Jeudi, « Médecins du Monde » organise dans toute la France une journée d’action nationale « pour sensibiliser le grand public et interpeller les décideurs sur les conséquences du mal-logement sur la santé ». A Lyon, elle a lieu place des Terreaux dès 9h30.
Le collectif formé autour du squat « Amphi Z » à Villeurbanne appelle à une manifestation samedi « contre toutes les expulsions ». Départ à 10h30 au métro Charpennes pour marcher jusqu’à Cusset, jusqu’au bâtiment qui continue d’être occupé malgré un incendie.
Deuxième explication possible de ces faibles chiffres officiels de sans-abri en Auvergne-Rhône-Alpes : l’application des critères de priorité.
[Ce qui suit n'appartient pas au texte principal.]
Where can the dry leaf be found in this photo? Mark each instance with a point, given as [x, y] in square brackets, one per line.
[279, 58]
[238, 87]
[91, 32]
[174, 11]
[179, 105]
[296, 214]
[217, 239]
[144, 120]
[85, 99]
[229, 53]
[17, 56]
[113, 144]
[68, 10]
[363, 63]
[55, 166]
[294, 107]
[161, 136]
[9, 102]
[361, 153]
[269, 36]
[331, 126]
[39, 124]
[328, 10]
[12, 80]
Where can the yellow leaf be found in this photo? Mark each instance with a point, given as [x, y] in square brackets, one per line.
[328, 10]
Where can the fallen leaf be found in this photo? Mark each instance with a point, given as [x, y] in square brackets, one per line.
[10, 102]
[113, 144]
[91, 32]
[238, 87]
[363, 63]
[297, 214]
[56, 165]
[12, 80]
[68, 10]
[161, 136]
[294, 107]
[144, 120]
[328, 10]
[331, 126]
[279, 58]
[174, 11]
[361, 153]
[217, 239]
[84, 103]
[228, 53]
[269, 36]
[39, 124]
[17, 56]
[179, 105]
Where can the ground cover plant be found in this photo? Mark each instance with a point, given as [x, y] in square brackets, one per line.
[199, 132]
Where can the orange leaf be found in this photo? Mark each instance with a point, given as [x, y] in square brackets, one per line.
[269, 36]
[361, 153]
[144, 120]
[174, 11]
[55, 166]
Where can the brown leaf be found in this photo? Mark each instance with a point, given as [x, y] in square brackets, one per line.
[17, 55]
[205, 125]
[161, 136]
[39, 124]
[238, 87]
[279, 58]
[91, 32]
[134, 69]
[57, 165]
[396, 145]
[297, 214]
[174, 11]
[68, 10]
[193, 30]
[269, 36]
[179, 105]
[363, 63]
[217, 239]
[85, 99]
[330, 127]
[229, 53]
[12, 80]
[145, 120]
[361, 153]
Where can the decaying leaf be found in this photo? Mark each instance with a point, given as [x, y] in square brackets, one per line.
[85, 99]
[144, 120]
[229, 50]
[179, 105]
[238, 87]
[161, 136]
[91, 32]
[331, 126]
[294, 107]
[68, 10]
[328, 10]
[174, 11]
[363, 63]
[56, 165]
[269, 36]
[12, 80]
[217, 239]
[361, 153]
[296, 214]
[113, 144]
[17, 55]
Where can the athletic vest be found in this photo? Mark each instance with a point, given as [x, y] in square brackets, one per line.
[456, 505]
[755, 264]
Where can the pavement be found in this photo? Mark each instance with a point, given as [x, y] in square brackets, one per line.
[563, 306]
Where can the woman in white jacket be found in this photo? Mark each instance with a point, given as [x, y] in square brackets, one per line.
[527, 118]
Pascale Blanchetière, déléguée régionale de la Fédération des acteurs de la solidarité (qui regroupe les associations qui gèrent les structures d’hébergement d’urgence et le Samu social), reconnaît que l’Etat en région Auvergne-Rhône-Alpes a fait d’importants efforts, notamment pour le plan froid avec la mobilisation de 4206 places contre 2878 l’année dernière. Mais elle ajoute :
« Les critères de priorisation et d’accès à l’hébergement (enfants de moins de trois ans dans les départements les plus sous tension), s’adaptent aux moyens financiers et matériels, et non aux besoins réels. Cette priorisation a pour conséquence une invisibilité des personnes dites « non prioritaires », dans la gestion des données officielles ».
Au cours de cette même conférence de presse, les professionnels de l’urgence sociale et le représentant de « Jamais sans toit » (le collectif de parents d’élèves et d’enseignants) ont pointé cette volonté de « faire disparaître des statistiques plutôt que de tenir la promesse d’Emmanuel Macron de zéro SDF ».
Dans son communiqué, le Collectif des associations unies demande prioritairement « aux autorités » le recensement de toutes les personnes à la rue.
Plus globalement, toutes les associations et les collectifs citoyens redoutent, comme chaque année, la remise à la rue des personnes hébergées dans le cadre du plan froid. Il s’agit de plus de 3000 personnes en Auvergne-Rhône-Alpes.
Le ministre de la cohésion des territoires, Jacques Mézard, a annoncé le 30 mars que 5 000 places allaient être pérennisées sur le plan national.
La préfecture de région communiquera sur le sujet le 3 avril.